Chinesische Aktien schwanken vor Trump‑Xi‑Gipfel 

Der Shanghai Composite und der Hang Seng bewegten sich seitwärts, während Anleger auf den ersten Gipfel zwischen Trump und Jinping warteten. 

Die beiden Staats- und Regierungschefs haben viel zu besprechen, darunter Handel und der anhaltende US‑Iran‑Konflikt, der die Energiepreise deutlich nach oben getrieben hat. Brent und West Texas Intermediate (WTI) haben sich beide über dem wichtigen Widerstand bei $100 eingependelt.

Daten, die diese Woche veröffentlicht wurden, zeigten, dass die US‑Inflation angezogen hat: Der Verbraucherpreisindex (CPI) kletterte auf 3,8% und der Erzeugerpreisindex (PPI) erreichte 6%.

Trump sagte, er werde mit Xi lange über Iran sprechen, in der Hoffnung, dass der chinesische Präsident den Iranern helfen könne, eine Einigung zu erzielen. In der Realität dürfte das allerdings schwierig werden, da China ein längeres Fortbestehen des Konflikts tolerieren könnte, was den wichtigsten Wettbewerber weiterhin schwächen würde.

Die beiden Seiten werden auch Handelsfragen erörtern, mit dem Ziel, ihre Volkswirtschaften weiter zu öffnen. Trump, der von mehreren Milliardären begleitet wird, hat erklärt, er wolle, dass China seine Wirtschaft für die USA öffnet. Peking hat stets betont, offen für Geschäfte zu sein, wie der Erfolg von Tesla und Apple dort zeigt.

Trump deutete an, er sei offen dafür, die US‑Wirtschaft für mehr chinesische Fertigungsunternehmen zu öffnen – ein Schritt mit beidseitigen Vorteilen. China würde so mehr Fuß in den USA fassen, während die USA von zusätzlicher Fertigungsaktivität profitieren könnten.

Am wichtigsten ist, dass Trump versuchen wird, die entscheidende Versorgung mit chinesischen Seltenen Erden zu sichern, die für die Fertigungsindustrie unerlässlich sind.

Die beiden zentralen Unternehmen, die es beim Gipfel zu beobachten gilt, sind Boeing und NVIDIA. Von China wird eine große Boeing‑Bestellung erwartet, während NVIDIA wahrscheinlich profitieren würde, falls eine Einigung über Lieferungen erzielt wird.

Ergebnisse von Tencent, JD und Alibaba

Die Indizes Hang Seng und Shanghai Composite reagieren zudem auf die wichtigsten Quartalszahlen der größten chinesischen Unternehmen.

Die Tencent‑Aktie verbleibt in einem Bärenmarkt, nachdem sie von ihrem diesjährigen Höchststand um über 32% gefallen ist, trotz starker Zahlen und erhöhter Aktienrückkäufe. Der Umsatz stieg um 9%, der Nettogewinn um 11% vor dem Hintergrund starker Fortschritte bei der KI.

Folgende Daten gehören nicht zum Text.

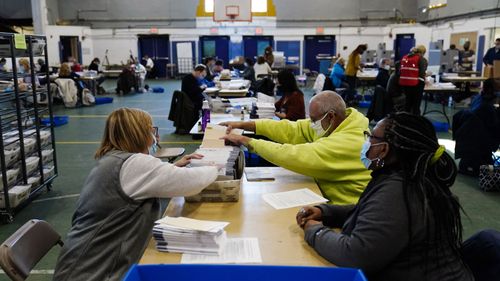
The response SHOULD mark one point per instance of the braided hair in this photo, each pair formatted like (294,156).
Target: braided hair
(413,139)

Alibaba hingegen legte deutlich zu, da das Unternehmen wegen seiner KI‑Investitionen eine positive Perspektive beibehielt. Die Aktie stieg, obwohl das Management einen deutlichen Gewinnrückgang meldete: Das EBITDA fiel um 84% im Jahresvergleich. Der Cloud‑Umsatz stieg um 38% YoY.

Unterdessen sprang die JD.com‑Aktie in Hongkong und in den USA, nachdem das Unternehmen sein Wachstum fortgesetzt hatte. Der Umsatz stieg im Quartal um 12%.

Weitere chinesische Unternehmen wie Baidu, NetEase, Lenovo und Meituan werden später in diesem Monat ihre Finanzzahlen veröffentlichen.

Chinesische Aktien hinken in diesem Jahr weiterhin ihren US‑Konkurrenten hinterher: Der Hang Seng Index stieg um 4% und der Shanghai Composite um über 8%. Im Gegensatz dazu kletterten führende US‑Indizes wie der Nasdaq 100 und S&P 500 auf Rekordhöhen.